Stingless Bee in Dominican Amber
 
Dominican Amber is the fossilized resin of the Hymenaea Protera tree, an evergreen legume plant that once grew in prehistoric forests in what is now the Dominican Republic during the Oligocene-Miocene period somewhere between 40-25 million years ago. This tree is a relative (and maybe even the ancestor) of the existing Hymenaea Coubaril tree which still grows in the Dominican Republic and elsewhere in the Americas and is responsible for the copal that is also mined in the Dominican Republic.
 
 The resin was part of the tree's defence mechanism against pests such as insects, which typically got trapped in the sticky resin and were preserved over millions of years as the volatile terpenes and other organic compounds were polymerized, turning first into copal, and then into amber, preserving the inclusions so that they look much as they did in life.

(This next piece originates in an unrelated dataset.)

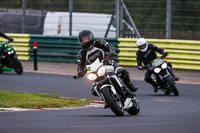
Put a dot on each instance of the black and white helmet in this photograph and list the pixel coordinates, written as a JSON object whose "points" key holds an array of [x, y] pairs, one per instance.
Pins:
{"points": [[86, 38], [142, 44]]}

Insects such as fungus gnats, beetles and spiders which lived on and around the Protera tree are some of the fauna inclusions you will typically find in Dominican amber. 
 
Most of these insects measure no more than a few millimetres in length, larger insects and animals are less common, because they are more likely to have had the strength to pull themselves free of the toxic and sticky resin before they could be engulfed. Flowers, leaves, seeds and even fungal spores are also often found contained within amber, as are copralites, or fossilised insect dung, which are also particularly common in Dominican amber. Dominican amber is typically found deep underground, and extracted through the use of bell pits (essentially crude holes dug crudely into the ground). 
 
In addition to insect and other inclusions, Dominican Amber is know for the wide variety of colours it comes in, which, depending on the impurities contained within, show off a different colour to the usual yellow/orange when held up to sunlight. Of these colours, blue is the most highly prized, and also the rarest. It is thought to have been formed as the result of anthracene and other compounds associated with forest fires that interacted with the Hymenaea resin to produce the colour. This phenomenon is never seen in Baltic amber however, as the Sciadopityaceae tree family that produced the latter has a resin with a different chemical composition. 'Ordinary' Dominican Amber, whilst not rare, is considerably less common than Baltic Amber, which constitutes between 80-90% of annual amber production. It is nevertheless still quite affordable with common inclusions, and it does produce some of the highest clarity and best preserved inclusions of all types of commercially exploited amber.